In an extremely short space of time, Keynes converted most of his professional colleagues to his economic beliefs. During World War II and after, one Western democracy after another affirmed its new commitment to maintain high employment. In the United States the Employment Act of 1946 formally imposed upon presidents and congresses the duty of maintaining prosperity.

Later career.

The General Theory was Keynes's last major written work. In 1937 he suffered a severe heart attack. Two years later, though not completely recovered, he returned to teaching at Cambridge, wrote three influential articles on war finance entitled How to Pay for the War, and served once more in the Treasury as an all-purpose adviser. As the war drew to a victorious conclusion, Keynes turned his thoughts to the design of international financial institutions calculated to limit the spread of depression. At the Bretton Woods Conference in 1944 he played a prominent part. But the institutions that resulted from the conference, the

International Monetary Fund and the World Bank--two agencies that survive into the 1980s--bear much stronger marks of the orthodox theories of the United States Treasury of that time than of Keynes's thinking.

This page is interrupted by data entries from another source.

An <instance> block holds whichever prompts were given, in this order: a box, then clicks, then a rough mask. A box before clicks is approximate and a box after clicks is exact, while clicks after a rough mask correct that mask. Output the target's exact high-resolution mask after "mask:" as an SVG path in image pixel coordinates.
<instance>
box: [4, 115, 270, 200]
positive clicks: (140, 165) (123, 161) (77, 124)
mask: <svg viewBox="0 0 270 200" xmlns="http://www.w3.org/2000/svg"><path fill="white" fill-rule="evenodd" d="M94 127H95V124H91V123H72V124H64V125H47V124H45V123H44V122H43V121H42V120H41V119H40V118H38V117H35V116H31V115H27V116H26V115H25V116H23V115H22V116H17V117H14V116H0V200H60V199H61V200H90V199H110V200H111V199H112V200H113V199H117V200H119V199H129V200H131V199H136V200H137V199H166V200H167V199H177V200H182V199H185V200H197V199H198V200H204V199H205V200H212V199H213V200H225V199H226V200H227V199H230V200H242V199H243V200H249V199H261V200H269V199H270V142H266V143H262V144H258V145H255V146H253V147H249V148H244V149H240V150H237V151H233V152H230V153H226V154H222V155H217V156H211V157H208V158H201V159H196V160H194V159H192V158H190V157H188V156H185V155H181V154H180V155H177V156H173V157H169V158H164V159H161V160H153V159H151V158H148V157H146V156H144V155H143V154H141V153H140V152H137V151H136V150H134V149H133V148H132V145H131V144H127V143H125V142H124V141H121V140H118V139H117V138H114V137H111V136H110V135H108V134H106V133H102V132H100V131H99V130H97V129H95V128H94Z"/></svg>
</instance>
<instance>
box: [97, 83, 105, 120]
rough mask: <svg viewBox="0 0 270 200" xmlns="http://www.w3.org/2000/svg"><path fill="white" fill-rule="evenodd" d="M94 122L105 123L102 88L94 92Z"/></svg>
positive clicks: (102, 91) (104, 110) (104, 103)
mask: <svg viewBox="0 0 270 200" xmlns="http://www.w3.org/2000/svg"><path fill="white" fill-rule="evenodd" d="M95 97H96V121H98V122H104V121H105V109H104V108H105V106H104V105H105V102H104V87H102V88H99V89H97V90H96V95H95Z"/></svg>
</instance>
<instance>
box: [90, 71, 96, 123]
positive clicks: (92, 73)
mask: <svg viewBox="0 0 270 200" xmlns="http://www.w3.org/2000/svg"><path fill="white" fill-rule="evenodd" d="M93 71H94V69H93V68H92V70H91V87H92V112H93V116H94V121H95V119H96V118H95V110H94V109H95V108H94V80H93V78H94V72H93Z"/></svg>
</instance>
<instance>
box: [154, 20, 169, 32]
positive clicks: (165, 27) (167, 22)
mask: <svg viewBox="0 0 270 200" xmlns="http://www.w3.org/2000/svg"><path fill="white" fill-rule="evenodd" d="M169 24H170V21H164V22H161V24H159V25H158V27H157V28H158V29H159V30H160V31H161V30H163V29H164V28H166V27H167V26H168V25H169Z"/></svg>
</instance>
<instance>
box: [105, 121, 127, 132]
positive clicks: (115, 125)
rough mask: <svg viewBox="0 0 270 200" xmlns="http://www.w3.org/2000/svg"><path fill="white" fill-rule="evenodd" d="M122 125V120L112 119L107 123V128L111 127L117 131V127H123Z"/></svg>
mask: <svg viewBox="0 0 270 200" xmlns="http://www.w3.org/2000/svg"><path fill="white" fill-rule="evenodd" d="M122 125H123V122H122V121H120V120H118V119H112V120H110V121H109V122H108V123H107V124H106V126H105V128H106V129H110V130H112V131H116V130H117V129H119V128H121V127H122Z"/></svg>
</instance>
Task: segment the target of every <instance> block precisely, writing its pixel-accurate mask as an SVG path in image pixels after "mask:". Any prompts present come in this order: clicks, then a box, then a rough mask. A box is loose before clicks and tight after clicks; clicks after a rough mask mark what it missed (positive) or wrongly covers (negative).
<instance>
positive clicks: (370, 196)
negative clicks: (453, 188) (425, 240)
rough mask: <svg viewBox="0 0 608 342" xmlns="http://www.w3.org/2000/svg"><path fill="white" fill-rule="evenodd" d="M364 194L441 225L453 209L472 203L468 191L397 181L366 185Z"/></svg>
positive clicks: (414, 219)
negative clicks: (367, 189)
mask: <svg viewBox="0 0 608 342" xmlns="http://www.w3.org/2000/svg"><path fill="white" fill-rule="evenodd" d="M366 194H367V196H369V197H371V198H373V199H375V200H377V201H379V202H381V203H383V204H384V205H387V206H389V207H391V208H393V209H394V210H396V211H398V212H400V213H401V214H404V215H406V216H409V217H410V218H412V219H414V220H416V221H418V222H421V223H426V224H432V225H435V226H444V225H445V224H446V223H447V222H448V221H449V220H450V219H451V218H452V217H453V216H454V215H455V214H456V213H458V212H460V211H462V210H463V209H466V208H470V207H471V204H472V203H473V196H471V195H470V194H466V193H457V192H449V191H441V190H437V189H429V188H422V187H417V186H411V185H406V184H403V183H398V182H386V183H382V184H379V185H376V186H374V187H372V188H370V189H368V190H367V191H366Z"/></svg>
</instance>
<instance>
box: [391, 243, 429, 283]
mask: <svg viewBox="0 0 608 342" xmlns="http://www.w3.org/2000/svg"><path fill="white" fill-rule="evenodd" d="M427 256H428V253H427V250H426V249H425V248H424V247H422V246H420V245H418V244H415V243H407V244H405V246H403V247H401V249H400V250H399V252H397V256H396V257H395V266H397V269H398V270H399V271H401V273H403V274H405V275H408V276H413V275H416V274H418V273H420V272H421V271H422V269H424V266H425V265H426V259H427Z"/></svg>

His last major public service was his brilliant negotiation in the autumn and early winter of 1945 of a multibillion-dollar loan granted by the United States to England. By this time the British establishment was more than ready to welcome home its errant son. He was now both a member of the Court of the Bank of England (as its governing board is termed) and, as Lord Keynes of Tilton, a peer of the realm. In the old Bloomsbury tradition of disrespect for the conventional, he wryly commented, "I am not sure which of us is being made an honest woman--the Old Lady [as the Bank of England is popularly known] or me." The

worry was groundless. Keynes's old enemies had by now capitulated to one of their country's supreme intellects. Overstrained by wartime exertion, Keynes died in 1946.

The continuing influence of Keynes was exemplified by publication of the Collected Writings of John Maynard Keynes, 29 vol. (1971-79), by the Royal Economic Society, which includes materials not previously published.